Voor- en nadelen van de turbo

Voor- en nadelen van de turbo

Een turbo biedt veel voordelen. Maar wat is dan de reden dat fabrikanten van automotoren de turbo niet standaard inbouwen? Wij hebben voor u de voor- en nadelen van de turbo op een rij gezet. Want wat doet een turbo nu eigenlijk?

De voordelen van een auto met turbo

Een turbomotor biedt technische en economische voordelen ten opzichte van een motor zonder turbo:

  1. De verhouding tussen gewicht en vermogen van een turbomotor is gunstiger; met een turbo is het mogelijk uit een relatief kleine motor relatief veel vermogen te halen.
  2. Een turbomotor biedt een gunstiger brandstofverbruik, zeker over langere afstanden.
  3. De brandstof in een turbomotor wordt beter verbrand en daardoor vermindert de uitstoot van schadelijke stoffen.
  4. Een turbomotor maakt minder lawaai dan een vrij aanzuigende motor; bovendien fungeert de turbo ook nog eens als een extra uitlaatdemper.
  5. De prestaties van een turbomotor zijn op grotere hoogtes beter.

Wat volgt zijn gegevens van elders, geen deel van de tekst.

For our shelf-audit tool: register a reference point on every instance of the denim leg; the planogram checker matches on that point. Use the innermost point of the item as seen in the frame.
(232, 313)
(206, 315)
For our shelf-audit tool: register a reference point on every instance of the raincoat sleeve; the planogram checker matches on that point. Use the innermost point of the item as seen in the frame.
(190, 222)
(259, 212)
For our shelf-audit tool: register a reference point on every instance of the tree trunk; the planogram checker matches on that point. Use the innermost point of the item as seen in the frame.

De turbo levert meer energie op omdat de tegendruk van de ijlere lucht op grote hoogtes lager is, waardoor de motor bijna hetzelfde vermogen levert als op lagere hoogtes het geval is.

De nadelen van een auto met turbo

De toepassing van een turbomotor heeft echter ook nadelen, die door de voortschrijdende technische ontwikkeling al zijn of kunnen worden opgelost. 

  1. Het ‘turbogat’. De turbo begint pas echt te werken bij een bepaald toerental. De turbo wordt nu eenmaal aangedreven door uitlaatgassen en die komen pas in grote hoeveelheden vrij bij een hoog toerental.
  2. De warmte. Een turbo wordt aangedreven door uitlaatgassen en deze bereiken al snel temperaturen van 800 graden celsius of meer. Door deze hoge temperaturen wordt de inlaatlucht opgewarmd en warme lucht is minder rijk aan zuurstof, die nodig is voor een goede verbranding.
  3. De extra belasting. Het hogere vermogen vormt een grotere belasting voor de motor, waardoor de motor als geheel minder lang meegaat. Dit nadeel kan worden opgevangen door altijd warm te rijden en de motor na stilstand goed af te laten koelen.